The October revenue was 19.5% lower versus the $70.6 million in September that was the second-highest total in state history. The 6.2% hold was more than three full percentage points lower compared to September but also the second-highest recorded this year.

The state collected $3.8 million in tax receipts for October, lifting the year-to-date total to $23.8 million. Despite a 13.9% increase in handle through the first 10 months of 2022 compared to 2021, revenue has actually dipped 1.1% to $353.2 million.

Football drives the action, as expected

Nearly two-thirds of the handle — $607.4 million — was wagered on pro and college football, with operators posting a 5.5% win rate to collect $33.3 million in revenue.
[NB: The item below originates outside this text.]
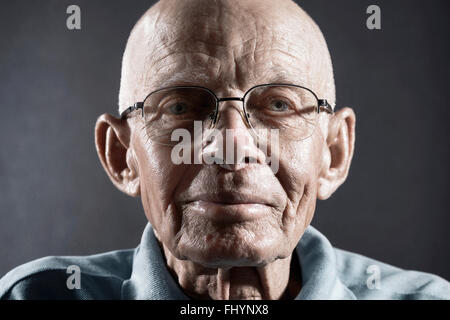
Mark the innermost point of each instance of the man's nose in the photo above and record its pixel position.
(236, 146)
The October hold was barely more than half that of September, when the house won at a 10.7% clip to claim $51.7 million in winnings.

Baseball and basketball were the other main sources of operator revenue. They collected $7.8 million in winnings from baseball wagers, posting a 6.8% hold on $114.7 million handle, and the $6.3 million in basketball revenue came from $79.2 million worth of bets that resulted in a 7.9% win rate.
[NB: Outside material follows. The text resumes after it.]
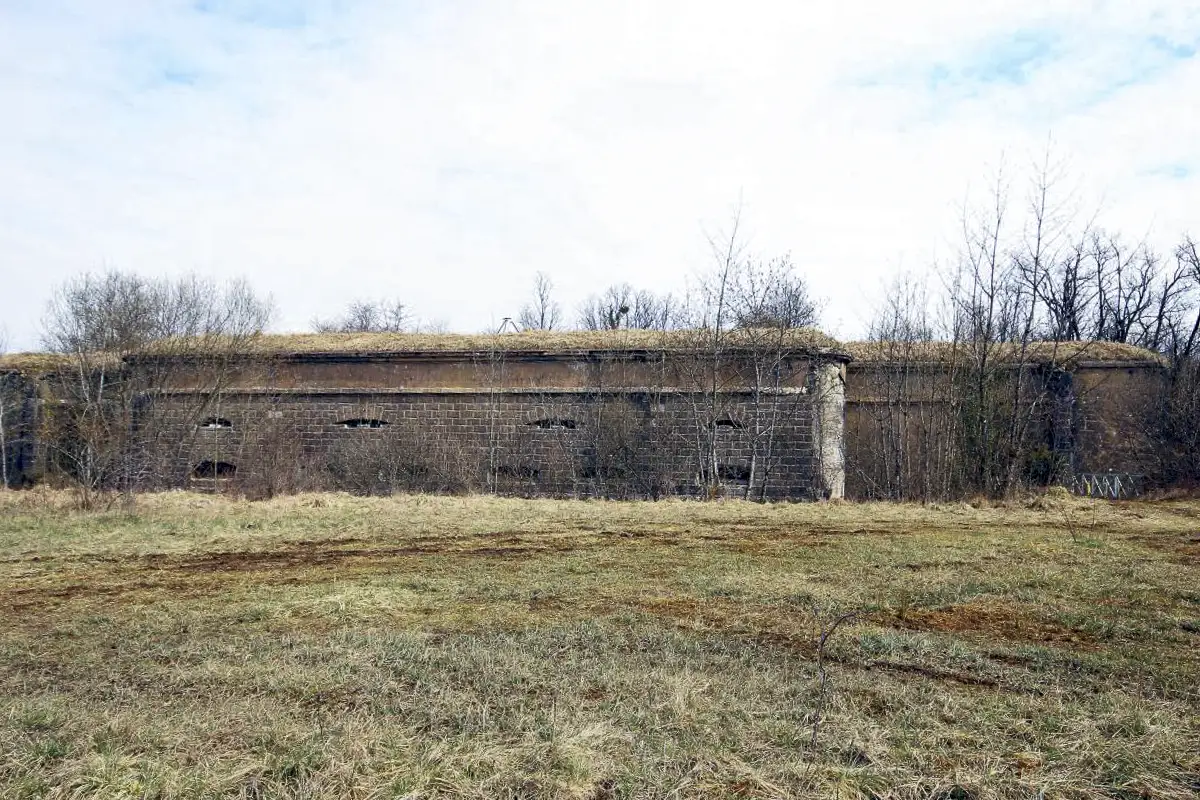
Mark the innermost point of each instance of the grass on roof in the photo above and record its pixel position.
(515, 342)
The catch-all “other” category, which includes golf and soccer in Nevada, contributed $4.7 million in revenue from $72.7 million wagered. Those who tried their luck on parlays had little of it — the 38.5% hold on $10.1 million wagered meant the house kept close to $3.9 million of those bets.

The fast start of the Vegas Golden Knights, who lead the Western Conference with 35 points, was likely a contributing factor to a meager 2.4% hold on hockey wagers. Operators were limited to $888,000 in winnings from $36.8 million wagered as the Knights went 8-2-0 in October.

A nearly even mobile and retail revenue split

Mobile handle for October totaled $612.8 million, the highest since the $786.8 million generated in January. The $27.4 million in revenue marked the first time since the NGCB began breaking out monthly mobile figures in January 2020 that the Silver State had back-to-back months with at least $25 million in mobile revenue.

Retail revenue totaled $29.5 million, as brick-and-mortar sportsbooks had a solid month with a 9.5% win rate from $308.7 million handle. Though the hold was more than six full percentage points lower compared to September, it was the fifth time the retail win rate was 8.4% or better. Retail sportsbooks have an 8.6% hold for the year, with their $188.2 million in revenue accounting for 53.3% of the overall total for 2022.